Saturday, June 28, 2014

Overcoming DNA test errors.

I'm investigating my assumptions here and will follow up soon.

I recently learned sequencing machines have a 1% error rate.  That means out of the 700,000 or so identified SNPs in the Ancestry.com DNA tests about 7,000 of them are incorrectly identified unless the testers have taken steps to validate inconsistencies or the published error rates are out of date.  Even a .01% error rate would be 70 errors or just under 2 per chromosome.

Right now the tested people have no way to challenge and get obvious errors corrected.  It calls into question my supposition about how moderate, low, and very low confidence levels are determined.  I may have to actually look at my sister's and parents' DNA results.

On some of the matches with hints, meaning both tested individuals are identified in trees and both trees mention the same individual as an ancestor of the tested individual in the tree,  the confidence levels for my sister and I are higher than for my mother.  That doesn't make sense since my relationship to my cousins passes through one of my parents so the confidence level for mother should never be lower than mine once we're looking at a single chromosome to identify an individual as a cousin.

While there is a non-zero probability that my sister and I would share exactly the same mutation that undoes a mutation away from the ancestor's sequence it's much more likely our mom's DNA test has a sequencing error and the SNP is misidentified in her test.

Thursday, June 26, 2014

On supporting ancestry trees with DNA tests.

The following has some errors.  I will try to explain in a later post.

It has been awhile.  I grew tired of programming at work then coming home and programming some more.  I've been working of my genealogy for awhile now.  I'd like to bounce some ideas off you.

When I had my DNA tested by Ancestry.com then extracted the results as a text file I found it contained some documentation followed by the documentation and the start of the data as indicated below:
#Genetic data is provided below as five TAB delimited columns.  Each line
#corresponds to a SNP.  Column one provides the SNP identifier (rsID where
#possible).  Columns two and three contain the chromosome and basepair position
#of the SNP using human reference build 37.1 coordinates.  Columns four and five
#contain the two alleles observed at this SNP (genotype).  The genotype is reported
#on the forward (+) strand with respect to the human reference.
rsid    chromosome    position    allele1    allele2
rs4477212    1    82154    T    T
rs3131972    1    752721    A    G
rs12562034    1    768448    G    G
...
rs6517463    21    39752673    0    0
One average each generation has a single mutation across the 23 pairs.  Most of the mutations will happen in the non-coding regions so will have no impact on the SNPs mentioned above.  Most mutations will be transitions, between A and G or C and T, rather than transpositions.  Deletions and insertions are very rare.  The allele position is based upon alignment against the model so deletions are indicated by a 0. I don't know how insertions are handled, maybe a repetition of rsID and position.

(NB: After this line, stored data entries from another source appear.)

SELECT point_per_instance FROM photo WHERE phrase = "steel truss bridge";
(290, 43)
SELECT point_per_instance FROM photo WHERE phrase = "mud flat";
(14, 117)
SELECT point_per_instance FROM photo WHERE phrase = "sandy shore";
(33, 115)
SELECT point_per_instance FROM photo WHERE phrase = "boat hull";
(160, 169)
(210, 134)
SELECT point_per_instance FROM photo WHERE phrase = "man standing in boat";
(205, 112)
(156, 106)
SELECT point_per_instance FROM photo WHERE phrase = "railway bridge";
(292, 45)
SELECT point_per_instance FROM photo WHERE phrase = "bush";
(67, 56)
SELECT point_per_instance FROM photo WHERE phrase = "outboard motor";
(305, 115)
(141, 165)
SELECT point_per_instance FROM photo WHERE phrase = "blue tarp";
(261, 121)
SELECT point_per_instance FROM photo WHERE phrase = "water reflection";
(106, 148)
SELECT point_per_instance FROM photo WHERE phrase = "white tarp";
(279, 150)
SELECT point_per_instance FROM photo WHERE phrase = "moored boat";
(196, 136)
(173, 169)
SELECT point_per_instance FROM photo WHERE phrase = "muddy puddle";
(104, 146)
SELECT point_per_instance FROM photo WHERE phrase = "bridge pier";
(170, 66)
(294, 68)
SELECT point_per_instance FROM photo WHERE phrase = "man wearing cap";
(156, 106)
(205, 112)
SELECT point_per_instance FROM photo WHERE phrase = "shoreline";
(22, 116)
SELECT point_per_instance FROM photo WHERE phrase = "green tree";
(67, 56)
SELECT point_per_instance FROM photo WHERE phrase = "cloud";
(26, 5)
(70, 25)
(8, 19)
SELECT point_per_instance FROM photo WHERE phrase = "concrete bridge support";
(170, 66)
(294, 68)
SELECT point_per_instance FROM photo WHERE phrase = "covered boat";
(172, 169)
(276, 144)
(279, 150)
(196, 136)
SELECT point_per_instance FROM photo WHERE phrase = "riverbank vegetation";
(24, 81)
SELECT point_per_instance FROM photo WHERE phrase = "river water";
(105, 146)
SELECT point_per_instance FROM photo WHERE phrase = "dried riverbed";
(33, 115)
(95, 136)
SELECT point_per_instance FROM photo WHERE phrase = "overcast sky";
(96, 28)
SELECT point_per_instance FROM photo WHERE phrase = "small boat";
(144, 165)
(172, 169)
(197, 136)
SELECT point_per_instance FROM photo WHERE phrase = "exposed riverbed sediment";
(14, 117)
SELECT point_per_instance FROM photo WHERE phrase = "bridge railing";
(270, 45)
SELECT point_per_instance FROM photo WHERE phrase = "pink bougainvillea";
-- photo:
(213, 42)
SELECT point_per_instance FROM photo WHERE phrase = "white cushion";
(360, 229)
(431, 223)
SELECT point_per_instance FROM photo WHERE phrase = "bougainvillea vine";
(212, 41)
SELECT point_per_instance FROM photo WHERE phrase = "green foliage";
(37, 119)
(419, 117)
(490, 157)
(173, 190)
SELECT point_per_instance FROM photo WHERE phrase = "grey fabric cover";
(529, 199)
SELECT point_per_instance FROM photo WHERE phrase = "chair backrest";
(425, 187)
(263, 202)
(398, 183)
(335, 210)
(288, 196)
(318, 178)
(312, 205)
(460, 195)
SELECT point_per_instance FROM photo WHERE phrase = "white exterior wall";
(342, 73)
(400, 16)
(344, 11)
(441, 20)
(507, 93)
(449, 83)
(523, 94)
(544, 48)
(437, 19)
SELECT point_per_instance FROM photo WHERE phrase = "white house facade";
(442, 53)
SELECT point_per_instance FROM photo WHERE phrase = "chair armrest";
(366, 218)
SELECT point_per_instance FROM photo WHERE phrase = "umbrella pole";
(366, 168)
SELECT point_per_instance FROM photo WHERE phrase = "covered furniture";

There were a bit over 700,000 line for 22 chromosomes.  Chromosomes 23, 24, and 25
represent the x unique, y unique, and shared x/y alleles though not necessarily in that order.  That's about 30,000 identified bases per strand.  Ancestry selected the sites tested because they represent common variations within the human population.  4 to the 30,000 power seems large enough that no two individuals should ever have identical chromosomes but that doesn't really make sense given the way we come by them.

Except for very rare cases one shares 23 chromosomes with one's father and 23 with one's mother.  Even if both parents had completely unique chromosomes I will share 50% with each.  My sister also shares 50% of her chromosomes with each but not the same ones.  At least the Y I get from my father's father where my sister gets one of my father's mother's X chromosomes.  All sisters will share the same X chromosome from their paternal grandmother.

Most of the time the siblings will share about 12 chromosomes with each other.  The number can go up or down based upon a normalized distribution.  Cousins will share, based upon a normal distribution, around 5 chromosomes and second cousins will share around 2 chromosomes.  It is highly unlikely there will be any point mutations within the documented sites within 4 generations.

Without knowing Ancestry's algorithm I am assuming confidence level 95% means one unmodified chromosome, Moderate means one mutation, low means two mutations, and very low means 3 mutations.

I have 16 unique great-great-grandparents.  I only have 30 unique 3rd great grandparents.  It's likely I don't share any DNA with some of them, at least through them.  Who know, I may share 2 chromosomes with a few of them. There's no way I can share DNA through all of my 4th great grandparents because I only have 46 chromosomes to share amongst them.

I happen to have access to my sister's, my two parents', and my DNA tests.  Just from the DNA hints on ancestry.com I can say that when my parent's confidence level in relationship to an individual is higher than mine and both are no more than 95% then a point mutation at a tested site has happened.  When several cousins share the same confidence level for the very same portion of the tree no mutation has happened and the same chromosome is being shared.  When the confidence drops the mutation happened in the unshared region of the tree.